Nawab of Palanpur
- Reign: 20 May 1957 – 6 September 2010
- Predecessor: Taley Mohammad Khan
- Successor: Muzaffar Mohammad Khan
- Born: 8 June 1917
- Died: 6 September 2010 (aged 93)
- Spouse: Maqbul Jehan
- Issue: Muzaffar Mohammad Khan; Yusuf Khan; Rafat Begum;

Names
- Iqbal Mohammad Khan (اقبال محمد خان)
- Dynasty: Lohani
- Father: Taley Mohammad Khan
- Mother: Sukhan Bai

= Iqbal Mohammad Khan =

Nawab of Palanpur

Iqbal Mohammad Khan (8 June 1917 – 6 September 2010) was Nawab of Palanpur from 20 May 1957 until his death in 2010.
== Early life, family, and education ==
He was born on 8 June 1917 to Taley Mohammad Khan and his wife Sukhan Bai. He was educated at home. He married Maqbul Jehan and had two sons and one daughter, namely Muzaffar Muhammed Khan, Yusuf Khan, and Rafat Begum. He served as president of the State Cabinet of Palanpur from 1945 to 1948 and of the Tagore Education Society of Bombay.

== Reign ==
Upon the death of his father, he ascended the throne of Palanpur on 20 May 1957. His succession to the title, rank, and dignity of his deceased father was accordingly recognised by the Government of India, but on 6 September 1970, the President of India, exercising the powers vested in him under Article 366(22) of the Constitution of India, derecognized him as the ruler of Palanpur.

== Later life ==
He served as director of Rohit Pulp and Paper Mills Ltd, Bombay Mercantile Co operative Bank Limited, and Maktaba Jamia Ltd, and as president of Bombay City Urdu Education Society, Bharatiya Natya Sangh, and Institut International du Théâtre.

== Death ==
He died on 6 September 2010 and was succeeded by Muzaffar Muhammed Khan to his titles, rank and dignity.

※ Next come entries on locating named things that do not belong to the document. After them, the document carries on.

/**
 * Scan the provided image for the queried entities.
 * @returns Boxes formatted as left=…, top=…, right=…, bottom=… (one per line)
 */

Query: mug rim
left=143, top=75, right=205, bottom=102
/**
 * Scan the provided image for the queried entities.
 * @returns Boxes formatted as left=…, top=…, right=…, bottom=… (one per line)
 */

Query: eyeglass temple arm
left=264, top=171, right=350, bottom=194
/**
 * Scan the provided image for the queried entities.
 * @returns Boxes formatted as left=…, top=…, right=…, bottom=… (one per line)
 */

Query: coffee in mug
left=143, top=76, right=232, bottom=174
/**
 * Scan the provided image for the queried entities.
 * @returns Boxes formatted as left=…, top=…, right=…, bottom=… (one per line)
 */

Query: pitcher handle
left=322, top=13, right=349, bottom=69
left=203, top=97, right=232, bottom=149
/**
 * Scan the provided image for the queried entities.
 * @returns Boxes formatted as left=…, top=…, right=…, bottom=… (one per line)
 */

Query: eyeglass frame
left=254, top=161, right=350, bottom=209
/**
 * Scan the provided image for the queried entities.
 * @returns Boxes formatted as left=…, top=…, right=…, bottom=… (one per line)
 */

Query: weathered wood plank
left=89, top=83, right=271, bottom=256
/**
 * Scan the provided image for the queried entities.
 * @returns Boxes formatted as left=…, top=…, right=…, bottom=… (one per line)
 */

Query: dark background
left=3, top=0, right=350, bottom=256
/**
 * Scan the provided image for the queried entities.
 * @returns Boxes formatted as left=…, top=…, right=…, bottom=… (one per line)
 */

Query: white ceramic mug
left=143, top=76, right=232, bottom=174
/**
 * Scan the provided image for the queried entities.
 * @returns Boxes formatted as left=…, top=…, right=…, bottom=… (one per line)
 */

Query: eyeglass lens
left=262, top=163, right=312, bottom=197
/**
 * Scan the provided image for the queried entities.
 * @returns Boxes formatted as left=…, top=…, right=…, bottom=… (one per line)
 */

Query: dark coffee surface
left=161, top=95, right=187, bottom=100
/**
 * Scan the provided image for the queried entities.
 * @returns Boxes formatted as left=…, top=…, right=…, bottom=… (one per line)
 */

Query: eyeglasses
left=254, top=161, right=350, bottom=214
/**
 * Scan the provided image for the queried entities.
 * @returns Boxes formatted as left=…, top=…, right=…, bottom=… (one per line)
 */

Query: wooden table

== Titles, styles, and honours ==

=== Titles and styles ===
Iqbal held many titles throughout his life which are as below:
- 8 June 1917 — 28 September 1918: Sahibzada Shri Iqbal Mohammad Khan.
- 28 September 1918 — 20 May 1957: Nawabzada Shri Iqbal Mohammad Khan Bahadur, Wali-ahad Sahib
- 20 May 1957 — 6 September 2010: His Highness Zubdat-ul-Mulk Shri Diwan Mahakhan Nawab Iqbal Mohammad Khan Bahadur, Nawab of Palanpur

=== Military ranks ===
He held the honorary rank of Commander in the Indian Navy.

=== Honours ===
He was appointed honorary aide-de-camp to the President of India on 13 May 1967.